I’m going to throw out the typical disclaimer that these are just silly benchmarks that hopefully help me drawn a general conclusion regarding reading files. I’m not trying to say one language is faster than another past finding out whether a higher level language using a C function is an order of magnitude slower than a compiled language that uses the same C system calls.

The two languages I chose are Go and Python. Python should be an obvious choice because I use it every day and if I were to write some sort of distributed processing system based on reading files, it would be Python I’d turn to first.
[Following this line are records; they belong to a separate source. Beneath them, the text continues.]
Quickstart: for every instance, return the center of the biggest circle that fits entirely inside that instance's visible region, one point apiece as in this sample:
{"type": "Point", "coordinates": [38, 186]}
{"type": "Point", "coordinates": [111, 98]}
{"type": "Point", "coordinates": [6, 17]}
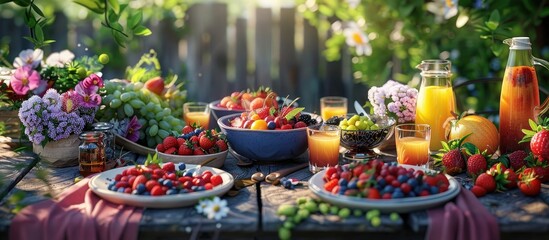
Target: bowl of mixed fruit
{"type": "Point", "coordinates": [194, 146]}
{"type": "Point", "coordinates": [268, 133]}
{"type": "Point", "coordinates": [360, 134]}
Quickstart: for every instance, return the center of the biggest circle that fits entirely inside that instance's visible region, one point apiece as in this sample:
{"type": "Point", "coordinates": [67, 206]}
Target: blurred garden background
{"type": "Point", "coordinates": [300, 48]}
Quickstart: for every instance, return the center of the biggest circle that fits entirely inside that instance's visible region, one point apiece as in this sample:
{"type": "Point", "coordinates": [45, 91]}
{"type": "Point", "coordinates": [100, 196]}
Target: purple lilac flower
{"type": "Point", "coordinates": [394, 99]}
{"type": "Point", "coordinates": [88, 95]}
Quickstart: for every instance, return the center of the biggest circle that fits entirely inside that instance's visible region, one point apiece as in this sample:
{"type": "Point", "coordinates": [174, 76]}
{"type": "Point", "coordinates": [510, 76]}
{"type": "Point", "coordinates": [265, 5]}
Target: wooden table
{"type": "Point", "coordinates": [253, 210]}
The decision to use Go is because it is a “system” language and I’m somewhat interested in it because it does do concurrency well, even though this test has absolutely nothing to do with concurrency.

Here is the Python:

import sys

if __name__ == '__main__':
    fname = sys.argv[1]
    print 'got', fname
    afile = open(fname)
    count = 0
    chunk = afile.read(512)
    while chunk:
        chunk = afile.read(512)
        count += 1
    print count

We are reading the file once through via 512 byte chunks instead looping over the lines just because in Go we’ll have to read the file by chunks.

Here is the code in Go:

package main

import (
     "os"
     "fmt"
)

func main() {
     var fname string = os.Args[1]
     var buf [512]byte
     var count int

     fmt.Printf("Got %s\n", fname)

     afile, _ := os.Open(fname)
     for {
         nr, _ := afile.Read(buf[:])
         if nr == 0 || nr < 0 {
             fmt.Print(count)
             os.Exit(1)
         }
         count++
     }
}

I’m just learning Go and honestly don’t know nearly as much as I’d like about C, so please take this with a grain of salt.

I ran both programs a few times using the time command. The results were pretty similar.

# Using Go
real 0m0.049s
user 0m0.012s
sys 0m0.036s
# Using Python
real 0m0.054s
user 0m0.044s
sys 0m0.012s

The conclusion I would draw is not that one is faster than the other, but simply, that opening a file is usually about the same in in most languages. This is an important point because it means that some database is typically going to have a similar level of overhead just reading files. If you can optimize things further once you open the files, there is a decent chance you can create something that is faster than a generic database. This optimization is probably non-trivial. Parsing the content of the file could be expensive and navigating the contents could also be difficult. That said, most databases keep a customized format on the disk in order to find delimiters and limit creating tons of files. In a MapReduce type system, looping over all the files in a directory and knowing that the whole file needs to be read as a single entity could actually be an optimization vs. having to seek to different portions in order to find specific information.

No matter what sort of system you need to build, it is good to know that you are building it on the shoulders of all the great software engineers that came before you. At some point the concept of a “file” became a critical interface and that interface still stands as a valuable tool to getting work done. It is not surprising that the simple file still manages to be at the center of innovation as we move towards more and more cores, crossing massive networks.